Tuesday, January 27, 2009
Fast and furious creamy spinach pasta
I usually cook a huge pot of something on Sundays and package it up for the week to have for lunch and/or dinner. It makes the start of the week easier to handle. This weekend, I did not get around to making my usual standby of assembly-line meals.
I was out most of the day on Monday and when I returned home I was famished. There was nothing to warm up and nosh on. After I devoured a can of smoked oysters with some bread, I began to think about what to make for dinner. I had less than an hour to make something before I scooted off to my Pilates class.

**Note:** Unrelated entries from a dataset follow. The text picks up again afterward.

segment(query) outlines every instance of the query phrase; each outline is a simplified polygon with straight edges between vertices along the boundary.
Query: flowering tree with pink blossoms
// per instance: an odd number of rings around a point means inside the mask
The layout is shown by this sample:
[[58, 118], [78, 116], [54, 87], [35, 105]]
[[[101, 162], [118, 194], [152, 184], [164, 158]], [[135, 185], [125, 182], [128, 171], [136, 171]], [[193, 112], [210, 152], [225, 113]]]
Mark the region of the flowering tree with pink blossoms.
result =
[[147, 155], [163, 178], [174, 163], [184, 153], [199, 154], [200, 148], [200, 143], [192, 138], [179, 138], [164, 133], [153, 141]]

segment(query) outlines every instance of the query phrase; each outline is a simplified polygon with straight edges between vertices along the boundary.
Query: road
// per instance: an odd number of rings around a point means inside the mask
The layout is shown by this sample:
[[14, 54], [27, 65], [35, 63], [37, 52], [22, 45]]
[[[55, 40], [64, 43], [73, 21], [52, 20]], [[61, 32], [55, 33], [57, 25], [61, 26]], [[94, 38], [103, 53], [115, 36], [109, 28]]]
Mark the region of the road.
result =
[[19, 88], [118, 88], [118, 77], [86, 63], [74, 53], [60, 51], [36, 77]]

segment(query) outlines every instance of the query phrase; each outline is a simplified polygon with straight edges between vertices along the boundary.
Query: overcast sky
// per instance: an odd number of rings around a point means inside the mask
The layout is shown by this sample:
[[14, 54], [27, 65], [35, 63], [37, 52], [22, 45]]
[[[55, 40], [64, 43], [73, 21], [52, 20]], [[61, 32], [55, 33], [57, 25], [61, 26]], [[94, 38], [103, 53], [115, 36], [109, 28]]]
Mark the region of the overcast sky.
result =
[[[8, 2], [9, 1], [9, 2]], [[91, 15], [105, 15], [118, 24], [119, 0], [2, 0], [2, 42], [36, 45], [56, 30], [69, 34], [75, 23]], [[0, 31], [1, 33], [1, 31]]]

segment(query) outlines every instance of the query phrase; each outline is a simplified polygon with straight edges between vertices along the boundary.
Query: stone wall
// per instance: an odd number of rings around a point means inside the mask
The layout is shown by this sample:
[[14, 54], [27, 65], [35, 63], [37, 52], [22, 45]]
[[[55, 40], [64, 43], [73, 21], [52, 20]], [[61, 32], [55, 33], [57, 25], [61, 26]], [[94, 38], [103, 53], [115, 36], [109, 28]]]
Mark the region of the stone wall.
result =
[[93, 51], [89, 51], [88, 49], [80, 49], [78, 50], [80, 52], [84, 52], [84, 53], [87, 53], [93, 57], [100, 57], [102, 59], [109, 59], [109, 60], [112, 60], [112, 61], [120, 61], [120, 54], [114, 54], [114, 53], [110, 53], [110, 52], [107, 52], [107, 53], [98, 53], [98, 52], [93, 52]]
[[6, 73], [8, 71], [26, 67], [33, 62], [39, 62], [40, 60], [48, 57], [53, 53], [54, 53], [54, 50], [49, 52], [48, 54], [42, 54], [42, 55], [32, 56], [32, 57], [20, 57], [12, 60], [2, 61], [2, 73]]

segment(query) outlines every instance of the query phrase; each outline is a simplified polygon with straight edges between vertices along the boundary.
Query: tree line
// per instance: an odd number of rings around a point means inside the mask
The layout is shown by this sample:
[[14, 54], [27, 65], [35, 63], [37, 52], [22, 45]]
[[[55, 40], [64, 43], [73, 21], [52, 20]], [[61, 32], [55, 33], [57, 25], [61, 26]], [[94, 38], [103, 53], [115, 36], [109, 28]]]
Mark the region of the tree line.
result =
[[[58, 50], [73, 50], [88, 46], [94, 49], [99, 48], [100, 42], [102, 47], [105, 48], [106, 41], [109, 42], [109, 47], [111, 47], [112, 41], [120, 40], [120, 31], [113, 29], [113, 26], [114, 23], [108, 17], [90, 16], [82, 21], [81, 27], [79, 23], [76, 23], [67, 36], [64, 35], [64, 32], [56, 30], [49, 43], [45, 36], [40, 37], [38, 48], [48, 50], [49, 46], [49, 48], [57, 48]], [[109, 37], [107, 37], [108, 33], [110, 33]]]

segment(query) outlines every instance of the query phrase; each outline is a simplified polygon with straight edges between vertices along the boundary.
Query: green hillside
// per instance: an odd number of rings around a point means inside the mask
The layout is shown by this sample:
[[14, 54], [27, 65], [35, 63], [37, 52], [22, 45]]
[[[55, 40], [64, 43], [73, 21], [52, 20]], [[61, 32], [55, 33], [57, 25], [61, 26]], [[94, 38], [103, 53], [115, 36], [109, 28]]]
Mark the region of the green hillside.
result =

I decided to make spaghetti because it is fast and I had a hankering for carbs. I found this recipe for pasta with creamy spinach walnut sauce posted by eat me, delicious who adapted the original recipe from the "Moosewood Restaurant Low Fat Favourites."
Did I have any walnuts? No, but that didn't stop me. I used pine nuts instead.

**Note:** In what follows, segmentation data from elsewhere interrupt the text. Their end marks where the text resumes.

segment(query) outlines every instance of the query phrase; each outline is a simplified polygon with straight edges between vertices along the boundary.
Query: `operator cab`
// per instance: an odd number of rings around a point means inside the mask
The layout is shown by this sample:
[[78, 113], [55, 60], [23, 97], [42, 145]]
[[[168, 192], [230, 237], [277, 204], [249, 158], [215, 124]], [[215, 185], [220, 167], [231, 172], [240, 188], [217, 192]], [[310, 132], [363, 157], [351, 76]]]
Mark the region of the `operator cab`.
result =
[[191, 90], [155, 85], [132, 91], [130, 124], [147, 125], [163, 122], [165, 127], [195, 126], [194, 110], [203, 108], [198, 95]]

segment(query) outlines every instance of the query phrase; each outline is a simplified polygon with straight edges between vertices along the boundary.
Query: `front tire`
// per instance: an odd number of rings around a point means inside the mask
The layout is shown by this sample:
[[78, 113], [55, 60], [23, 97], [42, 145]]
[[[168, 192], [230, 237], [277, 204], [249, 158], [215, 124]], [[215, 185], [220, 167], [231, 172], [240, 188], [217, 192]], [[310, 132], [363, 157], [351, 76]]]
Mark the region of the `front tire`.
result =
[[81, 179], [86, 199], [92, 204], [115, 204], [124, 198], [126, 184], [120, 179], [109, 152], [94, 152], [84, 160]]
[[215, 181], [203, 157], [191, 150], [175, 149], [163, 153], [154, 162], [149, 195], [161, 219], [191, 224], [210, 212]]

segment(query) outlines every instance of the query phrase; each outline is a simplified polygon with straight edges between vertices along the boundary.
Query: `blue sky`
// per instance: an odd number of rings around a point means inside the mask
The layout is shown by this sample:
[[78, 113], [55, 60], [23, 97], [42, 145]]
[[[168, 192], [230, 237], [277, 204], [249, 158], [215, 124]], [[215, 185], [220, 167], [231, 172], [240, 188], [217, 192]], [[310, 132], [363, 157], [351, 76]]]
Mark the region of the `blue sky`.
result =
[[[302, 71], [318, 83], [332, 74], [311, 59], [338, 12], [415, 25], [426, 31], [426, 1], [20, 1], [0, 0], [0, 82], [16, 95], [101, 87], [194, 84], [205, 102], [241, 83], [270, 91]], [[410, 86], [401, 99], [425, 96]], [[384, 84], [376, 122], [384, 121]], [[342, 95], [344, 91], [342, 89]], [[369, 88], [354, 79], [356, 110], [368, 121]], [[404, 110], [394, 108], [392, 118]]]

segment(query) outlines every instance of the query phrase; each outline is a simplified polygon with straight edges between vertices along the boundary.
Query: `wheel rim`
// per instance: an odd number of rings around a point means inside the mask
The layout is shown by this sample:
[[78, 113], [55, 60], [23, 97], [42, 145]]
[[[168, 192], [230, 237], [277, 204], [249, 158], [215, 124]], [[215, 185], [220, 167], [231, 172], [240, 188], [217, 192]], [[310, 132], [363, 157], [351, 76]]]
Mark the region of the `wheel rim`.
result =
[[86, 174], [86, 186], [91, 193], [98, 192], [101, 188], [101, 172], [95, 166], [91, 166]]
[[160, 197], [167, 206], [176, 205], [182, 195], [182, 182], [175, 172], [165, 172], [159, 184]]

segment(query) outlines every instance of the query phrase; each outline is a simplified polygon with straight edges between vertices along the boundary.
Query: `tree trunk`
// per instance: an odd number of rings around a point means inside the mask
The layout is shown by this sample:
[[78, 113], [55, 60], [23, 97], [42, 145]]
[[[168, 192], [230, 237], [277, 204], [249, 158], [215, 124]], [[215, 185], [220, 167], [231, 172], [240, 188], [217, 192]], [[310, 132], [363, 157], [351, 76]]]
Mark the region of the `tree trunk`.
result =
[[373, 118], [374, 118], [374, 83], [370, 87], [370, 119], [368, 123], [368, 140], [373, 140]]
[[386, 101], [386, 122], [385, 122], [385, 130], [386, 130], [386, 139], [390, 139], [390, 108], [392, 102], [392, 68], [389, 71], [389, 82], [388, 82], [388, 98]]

The sauce, or pesto, as I like to call it was...delicious!
This is a forgiving recipe because although I only used 1 cup of cottage cheese (instead of 2 cups) and dried basil, rather than freeze-dried (not sure what that is), the sauce was not lacking in flavour or thickness.
Furthermore, I had no broccoli in the fridge so I skipped that part entirely.
But I did add a few glugs of extra virgin olive oil because I enjoy olive oil and it tastes great on pasta dishes. I guess since I added oil to this dish it can no longer be considered "low-fat."
Who cares? Let's move on...
So without further delay, here is my version to this recipe below:
3 cups packed fresh spinach
1/4 cup toasted pinenuts
1 cup low-fat cottage cheese
2 garlic cloves
1/4 cup grated Parmesan cheese
1/4 cup dried basil
1/4 tsp salt
ground black pepper to taste
1/2 lb pasta
Wash and clean the spinach. Steam the spinach on medium heat for about 4 minutes. Do not over cook. Remove spinach from steam basket. Shake off excess moisture or water from spinach.
In a food processor, add the spinach, pine nuts, cottage cheese, garlic, Parmesan, basil, and salt and puree until smooth. Add pepper to taste and set aside.
Make the pasta according to package instructions. For 'al dente' cook less. For softer pasta cook longer. Drain pasta and rinse under cold water to slow down the cooking process and to keep the pasta from sticking.
Transfer the cooked pasta into a large bowl and add a few more drops of olive oil. Then ask your sous chef, er...your husband/wife/partner to add the creamy spinach pesto to the pasta as you scoot out the door for Pilates, or whatever else you are in a hurry to get to. Oh! and ask them to also take a photo of the finished meal for your blog.